Genetic Code• There are only 4 bases in DNA and RNA, but there

are 20 different amino acids that go into proteins. How can DNA code for the amino acid sequence of a protein?

• Each amino acid is coded for by a group of 3 bases, a codon. 3 bases of DNA or RNA = 1 codon.

– Since there are 4 bases and 3 positions in each codon, there are 4 x 4 x 4 = 64 possible codons.

– This is far more than is necessary, so most amino acids use more than 1 codon.

• 3 of the 64 codons are used as STOP signals; they are found at the end of every gene and mark the end of the protein.

• In bacteria, translation usually begins at an ATG codon, but GTG and TTG are also common start codons.

– and, a few others are occasionally used• In all cases, the first amino acid is N-formyl

methionine, a derivative of the normal methionine used within the protein.

– note that “start” codons are also used within the protein

– this makes is difficult to be sure where the protein actually starts

Transfer RNA• Transfer RNA molecules act as adapters between the

codons on messenger RNA and the amino acids. Transfer RNA is the physical manifestation of the genetic code.

• Each transfer RNA molecule is twisted into a knot that has 2 ends.

• At one end is the “anticodon”, 3 RNA bases that matches the 3 bases of the codon. This is the end that attaches to messenger RNA.

• At the other end is an attachment site for the proper amino acid.

• A special group of enzymes (aminoacyl tRNA synthetases, which are highly conserved in evolution) pairs up the proper transfer RNA molecules with their corresponding amino acids.

• Transfer RNA brings the amino acids to the ribosomes, which are RNA/protein hybrids that move along the messenger RNA, translating the codons into the amino acid sequence of the polypeptide.

Translation

• Three main players here: messenger RNA, the ribosome, and the transfer RNAs with attached amino acids.

• First step: initiation. The messenger RNA binds to a ribosome, and the transfer RNA corresponding to the START codon binds to this complex. Ribosomes are composed of 2 subunits (large and small), which come together when the messenger RNA attaches during the initiation process.

– there are also several protein “initiation factors” that assist in this process

More Translation• Step 2 is elongation: the ribosome

moves down the messenger RNA, adding new amino acids to the growing polypeptide chain.
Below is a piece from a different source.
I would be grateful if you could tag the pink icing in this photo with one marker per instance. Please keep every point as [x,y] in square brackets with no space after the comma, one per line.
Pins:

• The ribosome has 2 sites for binding transfer RNA. The first RNA with its attached amino acid binds to the first site, and then the transfer RNA corresponding to the second codon bind to the second site.

• The ribosome then removes the amino acid from the first transfer RNA and attaches it to the second amino acid.

• At this point, the first transfer RNA is empty: no attached amino acid, and the second transfer RNA has a chain of 2 amino acids attached to it.

Translation, part 3

• The ribosome then slides down the messenger RNA 1 codon (3 bases).

• The first transfer RNA is pushed off, and the second transfer RNA, with 2 attached amino acids, moves to the first position on the ribosome.

Translation, part 4

• The elongation cycle repeats as the ribosome moves down the messenger RNA, translating it one codon and one amino acid at a time.

• Repeat until a STOP codon is reached.

Translation, end

• The final step in translation is termination. When the ribosome reaches a STOP codon, there is no corresponding transfer RNA.

• Instead, a small protein called a “release factor” attaches to the stop codon.

• The release factor causes the whole complex to fall apart: messenger RNA, the two ribosome subunits, the new polypeptide.

• The messenger RNA can be translated many times, to produce many protein copies.

Post-translation

• The new polypeptide is now floating loose in the cytoplasm. It might also be inserted into a membrane, if the ribosome it was translated on was attached to the membrane by a special RNA/protein hybrid molecule.

• Polypeptides fold spontaneously into their active configuration, and they spontaneously join with other polypeptides to form the final proteins.

• Sometimes other molecules are also attached to the polypeptides: sugars, lipids, phosphates, etc. All of these have special purposes for protein function.